Des centaines de Tunisiens ont manifesté, samedi 19 septembre, pour réclamer la libération de quatre militants propalestiniens emprisonnés et accusés de blanchiment d’argent alors qu’ils participaient à l’organisation d’une flottille humanitaire à destination de Gaza.
Manifestation en Tunisie pour la libération des quatre militants palestiniens arrêtés en mars, et accusés d’avoir détourné des fonds collectés pour la « Global Sumud Flotilla », qui avait fait route vers Gaza en 2025 dans le but d’y acheminer de l’aide humanitaire. La « Global Sumud Flotilla » voulait attirer l’attention sur la situation humanitaire dans la bande de Gaza, dévastée par plus de deux ans de guerre, en brisant le blocus maritime imposé par Israël
La « Global Sumud Flotilla » a condamné leur arrestation et appelé à leur libération.

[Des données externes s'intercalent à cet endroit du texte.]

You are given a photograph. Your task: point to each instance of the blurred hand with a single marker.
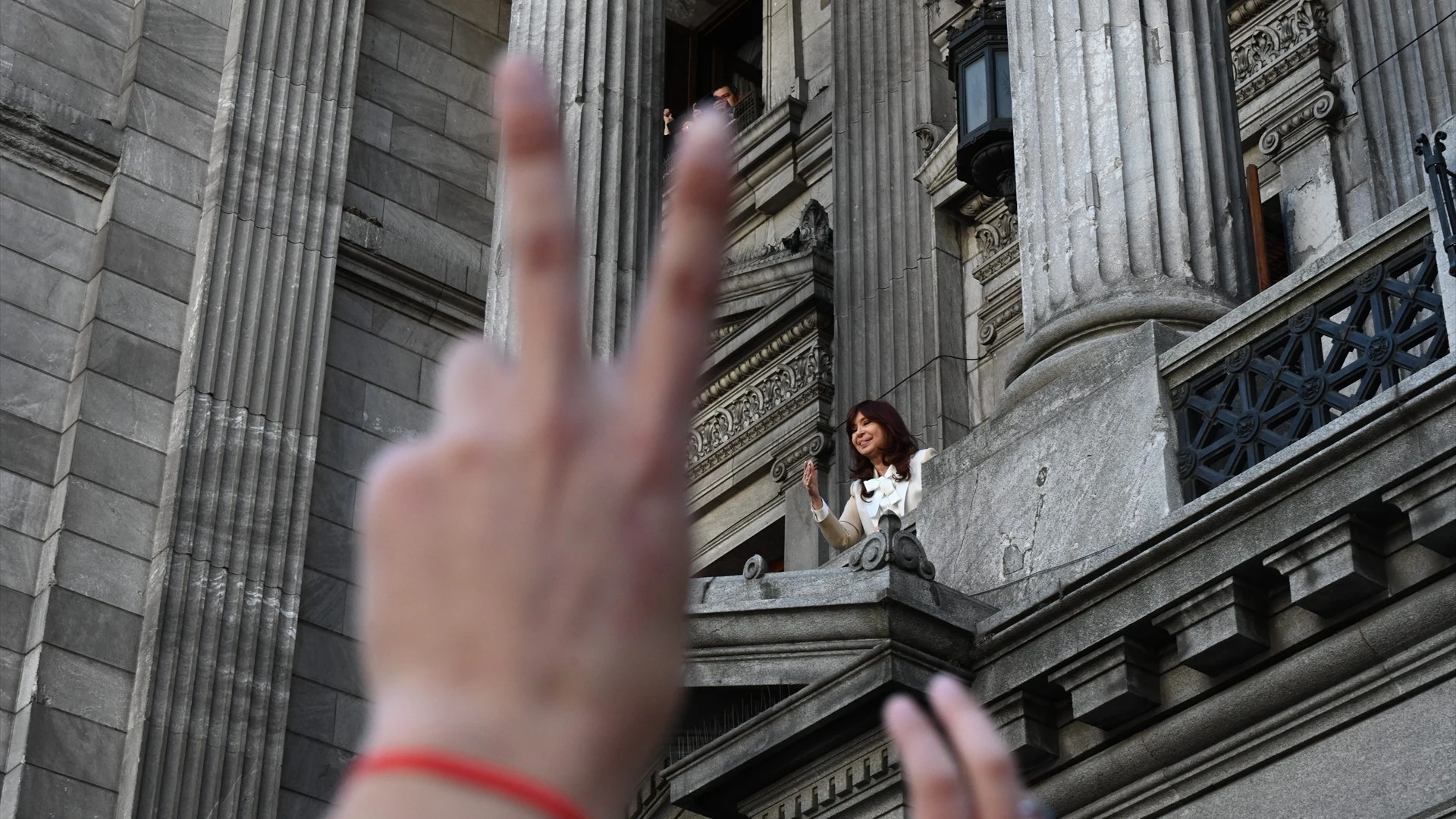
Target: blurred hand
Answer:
(811, 484)
(525, 566)
(971, 777)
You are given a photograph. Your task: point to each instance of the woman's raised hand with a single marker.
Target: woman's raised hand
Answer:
(811, 484)
(525, 566)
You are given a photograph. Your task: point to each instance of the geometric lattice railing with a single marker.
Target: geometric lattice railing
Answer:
(1324, 362)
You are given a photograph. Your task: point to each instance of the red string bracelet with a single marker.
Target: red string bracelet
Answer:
(471, 773)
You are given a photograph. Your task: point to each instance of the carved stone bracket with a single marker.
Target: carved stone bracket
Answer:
(1219, 627)
(1028, 726)
(892, 545)
(996, 242)
(786, 464)
(1429, 500)
(1331, 567)
(1112, 684)
(845, 781)
(1294, 129)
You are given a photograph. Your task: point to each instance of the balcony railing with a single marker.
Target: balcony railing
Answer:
(1324, 362)
(1321, 347)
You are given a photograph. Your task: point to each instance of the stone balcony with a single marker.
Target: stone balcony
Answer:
(823, 649)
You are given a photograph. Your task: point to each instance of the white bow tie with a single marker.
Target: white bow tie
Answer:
(886, 494)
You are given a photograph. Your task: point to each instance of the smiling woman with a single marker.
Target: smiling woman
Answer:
(886, 472)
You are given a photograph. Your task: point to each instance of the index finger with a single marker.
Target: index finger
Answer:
(670, 344)
(984, 761)
(542, 228)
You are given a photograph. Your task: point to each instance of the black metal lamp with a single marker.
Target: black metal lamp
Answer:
(981, 67)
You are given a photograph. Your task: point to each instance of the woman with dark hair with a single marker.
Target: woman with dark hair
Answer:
(886, 472)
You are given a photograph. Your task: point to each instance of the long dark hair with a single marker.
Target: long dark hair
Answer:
(899, 450)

Dans un communiqué publié samedi, ce groupe a alerté que l’état de santé des militants, qui mènent une grève de la faim, « se dégradait rapidement ».
« Nous les considérons comme des prisonniers d’opinion et des prisonniers politiques », a dit Bassem Trifi, président de la Ligue tunisienne des droits de l’Homme (LTDH).

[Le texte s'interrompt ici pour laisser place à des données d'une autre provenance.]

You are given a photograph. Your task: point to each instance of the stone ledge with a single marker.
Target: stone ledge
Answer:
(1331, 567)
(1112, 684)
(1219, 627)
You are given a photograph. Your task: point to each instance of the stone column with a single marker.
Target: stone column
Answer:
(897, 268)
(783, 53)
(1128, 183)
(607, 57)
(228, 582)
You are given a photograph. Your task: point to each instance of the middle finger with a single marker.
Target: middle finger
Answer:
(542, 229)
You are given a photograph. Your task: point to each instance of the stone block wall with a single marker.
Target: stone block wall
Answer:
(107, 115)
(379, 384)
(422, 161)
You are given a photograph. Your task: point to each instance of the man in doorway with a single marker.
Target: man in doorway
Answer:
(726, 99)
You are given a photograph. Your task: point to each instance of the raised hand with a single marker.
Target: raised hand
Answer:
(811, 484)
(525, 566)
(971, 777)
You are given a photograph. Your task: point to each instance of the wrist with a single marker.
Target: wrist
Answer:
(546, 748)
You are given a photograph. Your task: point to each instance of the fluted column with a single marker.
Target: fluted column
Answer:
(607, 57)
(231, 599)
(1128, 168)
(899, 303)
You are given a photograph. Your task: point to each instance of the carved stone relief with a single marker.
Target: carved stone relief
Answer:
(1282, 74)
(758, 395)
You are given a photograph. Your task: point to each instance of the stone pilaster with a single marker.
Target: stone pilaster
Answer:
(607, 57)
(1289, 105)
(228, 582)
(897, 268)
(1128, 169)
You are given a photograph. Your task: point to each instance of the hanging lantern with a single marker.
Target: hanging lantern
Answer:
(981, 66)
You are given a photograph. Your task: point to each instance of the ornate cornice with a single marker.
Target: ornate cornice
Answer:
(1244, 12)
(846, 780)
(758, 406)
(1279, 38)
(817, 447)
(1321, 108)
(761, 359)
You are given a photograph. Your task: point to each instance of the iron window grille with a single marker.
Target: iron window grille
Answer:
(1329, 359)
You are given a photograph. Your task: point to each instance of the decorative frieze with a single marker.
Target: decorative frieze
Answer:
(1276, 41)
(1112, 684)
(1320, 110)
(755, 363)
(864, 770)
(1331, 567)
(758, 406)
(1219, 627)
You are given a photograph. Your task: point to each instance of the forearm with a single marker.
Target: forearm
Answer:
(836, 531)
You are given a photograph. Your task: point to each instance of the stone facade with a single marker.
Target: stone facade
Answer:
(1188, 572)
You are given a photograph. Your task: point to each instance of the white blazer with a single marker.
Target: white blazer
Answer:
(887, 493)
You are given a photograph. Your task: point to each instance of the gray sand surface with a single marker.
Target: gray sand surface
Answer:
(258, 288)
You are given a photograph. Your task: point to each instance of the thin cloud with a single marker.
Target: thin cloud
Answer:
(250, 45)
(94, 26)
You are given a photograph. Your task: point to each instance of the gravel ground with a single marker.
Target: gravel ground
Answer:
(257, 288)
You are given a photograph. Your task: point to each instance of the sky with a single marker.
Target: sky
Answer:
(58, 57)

Leur arrestation est intervenue alors que la « Global Sumud Flotilla » préparait une nouvelle mission, finalement annulée.
« Le mouvement en faveur des droits des Palestiniens a (…) suscité un important soutien populaire », a ajouté M. Trifi.

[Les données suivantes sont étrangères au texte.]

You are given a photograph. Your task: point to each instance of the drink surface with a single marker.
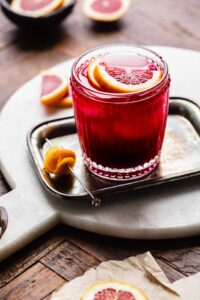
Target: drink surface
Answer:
(121, 118)
(118, 73)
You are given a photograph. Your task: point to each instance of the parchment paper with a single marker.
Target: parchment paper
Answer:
(142, 271)
(189, 287)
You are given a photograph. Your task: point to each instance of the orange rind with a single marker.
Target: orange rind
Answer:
(57, 160)
(92, 65)
(113, 290)
(106, 10)
(54, 88)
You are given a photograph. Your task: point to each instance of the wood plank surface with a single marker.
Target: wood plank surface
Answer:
(64, 253)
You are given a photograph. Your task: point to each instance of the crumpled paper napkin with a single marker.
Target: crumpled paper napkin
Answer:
(142, 271)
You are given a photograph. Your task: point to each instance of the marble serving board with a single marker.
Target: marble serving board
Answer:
(168, 211)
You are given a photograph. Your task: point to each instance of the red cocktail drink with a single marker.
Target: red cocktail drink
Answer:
(120, 95)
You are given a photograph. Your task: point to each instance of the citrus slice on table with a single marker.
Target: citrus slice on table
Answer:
(106, 10)
(54, 88)
(57, 160)
(35, 8)
(113, 290)
(125, 79)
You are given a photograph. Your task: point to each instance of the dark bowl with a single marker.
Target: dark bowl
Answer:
(43, 23)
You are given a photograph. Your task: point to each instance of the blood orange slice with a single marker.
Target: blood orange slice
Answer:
(125, 79)
(35, 8)
(113, 290)
(106, 10)
(54, 88)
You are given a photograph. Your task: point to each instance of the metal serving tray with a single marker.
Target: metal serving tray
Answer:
(180, 154)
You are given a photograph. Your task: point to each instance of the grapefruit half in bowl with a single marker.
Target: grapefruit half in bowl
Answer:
(106, 10)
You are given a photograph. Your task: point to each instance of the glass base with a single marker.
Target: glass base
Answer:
(122, 174)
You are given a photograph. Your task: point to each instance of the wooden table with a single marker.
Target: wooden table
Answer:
(64, 253)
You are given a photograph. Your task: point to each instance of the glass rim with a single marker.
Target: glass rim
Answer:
(116, 95)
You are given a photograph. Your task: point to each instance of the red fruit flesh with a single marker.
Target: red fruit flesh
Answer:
(32, 5)
(112, 294)
(128, 75)
(106, 6)
(50, 83)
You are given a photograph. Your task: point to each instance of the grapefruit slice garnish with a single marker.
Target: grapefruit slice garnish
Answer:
(106, 10)
(54, 88)
(113, 290)
(35, 8)
(125, 79)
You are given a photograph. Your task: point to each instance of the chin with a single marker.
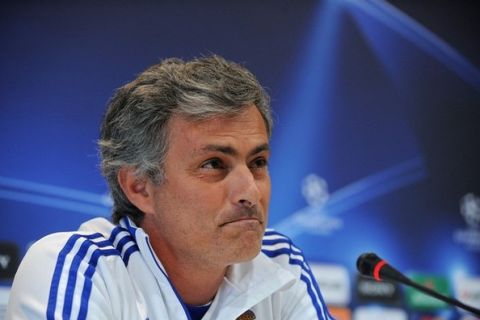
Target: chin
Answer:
(248, 251)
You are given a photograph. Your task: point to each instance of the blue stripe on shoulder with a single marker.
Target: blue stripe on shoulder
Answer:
(79, 256)
(57, 273)
(88, 274)
(292, 251)
(72, 274)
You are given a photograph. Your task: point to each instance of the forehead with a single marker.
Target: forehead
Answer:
(247, 124)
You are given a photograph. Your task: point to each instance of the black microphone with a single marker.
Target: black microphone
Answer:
(372, 266)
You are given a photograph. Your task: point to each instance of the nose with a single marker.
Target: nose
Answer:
(244, 190)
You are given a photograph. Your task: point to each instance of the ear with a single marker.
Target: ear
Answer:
(135, 189)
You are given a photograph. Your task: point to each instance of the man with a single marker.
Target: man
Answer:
(185, 151)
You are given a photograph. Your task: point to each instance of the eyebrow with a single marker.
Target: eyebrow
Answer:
(228, 150)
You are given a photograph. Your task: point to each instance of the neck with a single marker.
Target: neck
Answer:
(197, 281)
(196, 287)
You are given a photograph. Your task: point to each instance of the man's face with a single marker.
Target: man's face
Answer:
(212, 206)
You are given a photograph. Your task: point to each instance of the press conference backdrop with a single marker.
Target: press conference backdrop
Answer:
(376, 145)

« Aujourd’hui, certains tentent de réduire cette question à une simple affaire de mauvaise gestion des fonds », ajoute-t-il.
La « Global Sumud Flotilla » avait dénoncé, lors de l’arrestation des militants, « un changement préoccupant par rapport à la longue tradition de solidarité de la Tunisie avec le peuple palestinien ».
Ghassen Bouazi estime que leur arrestation s’inscrit « dans le cadre d’une campagne plus large visant des responsables politiques, des défenseurs des droits humains et des journalistes ».